South Sudan's ambassador to Kenya said on 2 August 2011 that Swahili will be introduced in South Sudan with the goal of supplanting Arabic as a lingua franca, in keeping with the country's intention of orientation toward the East African Community rather than Sudan and the Arab League. Nevertheless, South Sudan submitted an application to join the Arab League as a member state on 25 March 2014, which is still pending. In an interview with the newspaper Asharq Al-Awsat, the Foreign Minister of South Sudan Deng Alor Kuol said: "South Sudan is the closest African country to the Arab world, and we speak a special kind of Arabic known as Juba Arabic". Sudan supports South Sudan's request to join the Arab League.

A group of South Sudanese refugees who were raised in Cuba during the Sudanese wars, numbering about 600, also speak fluent Spanish. They have been named the Cubanos, and most had settled in Juba by the time of the country's independence.
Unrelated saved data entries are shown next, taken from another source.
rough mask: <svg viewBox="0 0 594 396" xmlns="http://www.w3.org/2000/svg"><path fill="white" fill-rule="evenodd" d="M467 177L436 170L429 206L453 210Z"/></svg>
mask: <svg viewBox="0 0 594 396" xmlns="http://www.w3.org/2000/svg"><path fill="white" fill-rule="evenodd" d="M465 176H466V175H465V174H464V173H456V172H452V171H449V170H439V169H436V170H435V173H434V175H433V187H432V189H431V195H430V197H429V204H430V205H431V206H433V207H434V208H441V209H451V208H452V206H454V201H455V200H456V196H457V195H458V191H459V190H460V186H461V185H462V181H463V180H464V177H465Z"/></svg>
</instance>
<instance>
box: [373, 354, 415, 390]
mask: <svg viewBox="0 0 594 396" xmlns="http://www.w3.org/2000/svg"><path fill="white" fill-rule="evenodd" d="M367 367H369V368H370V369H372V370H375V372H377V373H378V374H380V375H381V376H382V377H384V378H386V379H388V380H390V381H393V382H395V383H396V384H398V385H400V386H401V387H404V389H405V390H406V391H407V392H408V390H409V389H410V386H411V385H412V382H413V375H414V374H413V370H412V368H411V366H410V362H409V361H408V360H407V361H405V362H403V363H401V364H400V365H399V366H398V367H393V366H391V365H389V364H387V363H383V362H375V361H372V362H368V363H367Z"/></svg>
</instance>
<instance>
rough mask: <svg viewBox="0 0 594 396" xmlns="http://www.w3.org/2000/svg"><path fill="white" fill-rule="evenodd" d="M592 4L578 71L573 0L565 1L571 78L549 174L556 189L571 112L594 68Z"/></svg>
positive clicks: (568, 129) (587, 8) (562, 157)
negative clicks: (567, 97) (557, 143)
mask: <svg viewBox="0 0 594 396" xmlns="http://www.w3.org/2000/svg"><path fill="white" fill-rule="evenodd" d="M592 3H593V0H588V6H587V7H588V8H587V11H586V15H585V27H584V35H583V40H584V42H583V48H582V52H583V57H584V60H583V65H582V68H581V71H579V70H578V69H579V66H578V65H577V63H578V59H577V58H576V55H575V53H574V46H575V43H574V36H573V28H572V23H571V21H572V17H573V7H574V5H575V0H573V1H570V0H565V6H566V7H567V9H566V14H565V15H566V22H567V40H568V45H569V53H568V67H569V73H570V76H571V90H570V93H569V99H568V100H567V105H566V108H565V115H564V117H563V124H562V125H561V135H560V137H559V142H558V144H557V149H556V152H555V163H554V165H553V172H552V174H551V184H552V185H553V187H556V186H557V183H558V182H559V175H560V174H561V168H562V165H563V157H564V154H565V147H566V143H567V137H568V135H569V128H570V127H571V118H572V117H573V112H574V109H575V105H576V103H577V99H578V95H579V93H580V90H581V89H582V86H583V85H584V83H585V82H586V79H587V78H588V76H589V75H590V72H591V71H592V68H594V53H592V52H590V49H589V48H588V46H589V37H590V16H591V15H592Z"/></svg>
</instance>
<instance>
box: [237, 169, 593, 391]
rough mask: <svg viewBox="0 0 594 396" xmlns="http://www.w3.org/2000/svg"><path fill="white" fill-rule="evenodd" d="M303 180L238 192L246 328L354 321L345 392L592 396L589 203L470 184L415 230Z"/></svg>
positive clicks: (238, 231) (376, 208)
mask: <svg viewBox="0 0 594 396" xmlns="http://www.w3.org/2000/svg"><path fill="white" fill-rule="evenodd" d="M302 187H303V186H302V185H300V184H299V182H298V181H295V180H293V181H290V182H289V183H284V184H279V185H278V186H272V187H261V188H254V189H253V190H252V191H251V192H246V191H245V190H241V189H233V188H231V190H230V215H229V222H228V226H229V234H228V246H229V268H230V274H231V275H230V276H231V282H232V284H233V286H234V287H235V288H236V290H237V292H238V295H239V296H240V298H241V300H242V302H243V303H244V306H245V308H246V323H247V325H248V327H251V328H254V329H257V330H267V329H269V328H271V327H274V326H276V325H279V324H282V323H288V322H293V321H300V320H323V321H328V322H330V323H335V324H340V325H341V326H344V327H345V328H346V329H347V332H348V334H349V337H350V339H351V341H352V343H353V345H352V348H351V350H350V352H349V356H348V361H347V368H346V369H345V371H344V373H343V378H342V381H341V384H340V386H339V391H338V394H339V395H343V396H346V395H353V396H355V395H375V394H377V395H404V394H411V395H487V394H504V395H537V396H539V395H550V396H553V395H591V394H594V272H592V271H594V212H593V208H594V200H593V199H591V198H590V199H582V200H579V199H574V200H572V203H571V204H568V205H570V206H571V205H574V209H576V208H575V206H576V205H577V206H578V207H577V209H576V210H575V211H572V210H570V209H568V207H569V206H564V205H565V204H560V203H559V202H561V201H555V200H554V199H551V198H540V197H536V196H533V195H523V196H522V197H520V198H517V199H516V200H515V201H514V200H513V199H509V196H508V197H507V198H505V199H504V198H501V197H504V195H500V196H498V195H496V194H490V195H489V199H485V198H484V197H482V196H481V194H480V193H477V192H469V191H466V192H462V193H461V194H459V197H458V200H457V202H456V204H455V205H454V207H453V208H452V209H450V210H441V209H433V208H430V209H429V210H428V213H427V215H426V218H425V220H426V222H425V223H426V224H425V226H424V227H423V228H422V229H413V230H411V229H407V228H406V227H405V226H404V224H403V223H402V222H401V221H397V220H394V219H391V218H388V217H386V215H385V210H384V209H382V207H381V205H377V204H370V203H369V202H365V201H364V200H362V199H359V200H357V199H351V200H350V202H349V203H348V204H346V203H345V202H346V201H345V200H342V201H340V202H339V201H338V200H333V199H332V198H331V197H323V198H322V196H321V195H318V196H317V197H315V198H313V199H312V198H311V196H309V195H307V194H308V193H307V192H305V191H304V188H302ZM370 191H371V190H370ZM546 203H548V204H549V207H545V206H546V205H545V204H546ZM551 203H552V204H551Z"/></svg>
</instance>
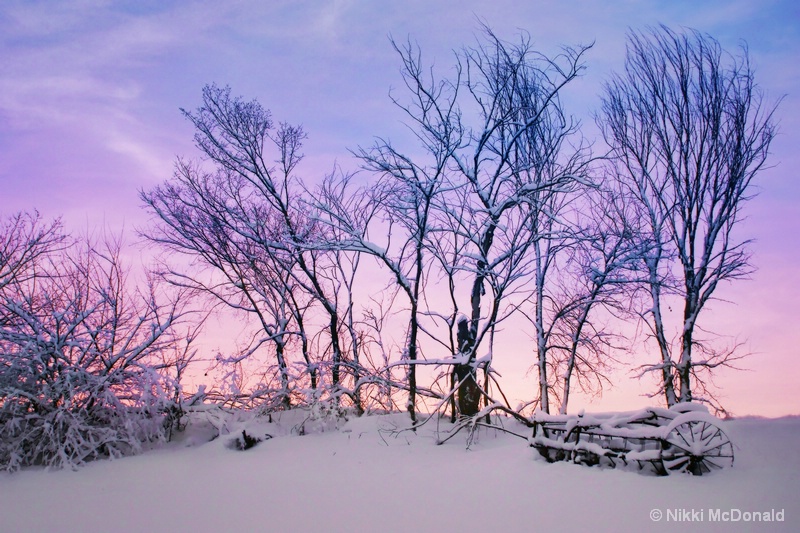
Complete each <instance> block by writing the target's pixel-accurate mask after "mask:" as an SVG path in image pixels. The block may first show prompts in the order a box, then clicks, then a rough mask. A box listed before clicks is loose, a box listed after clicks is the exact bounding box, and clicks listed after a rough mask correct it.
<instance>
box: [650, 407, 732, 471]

In the state of Western Bahr el Ghazal, in its border region with the neighbouring country of Sudan, there is an indeterminate number of Baggara Arabs (traditionally nomadic people) that resides either seasonally or permanently. Their language is Sudanese Arabic and their traditional territories are in the southern portions of the Sudanese regions of Kurdufan and Darfur. In the capital, Juba, there are several thousand people who use an Arabic pidgin, Juba Arabic. Since South Sudan was part of Sudan for a century, some South Sudanese are conversant in either Sudanese Arabic Juba Arabic is a lingua franca in South Sudan.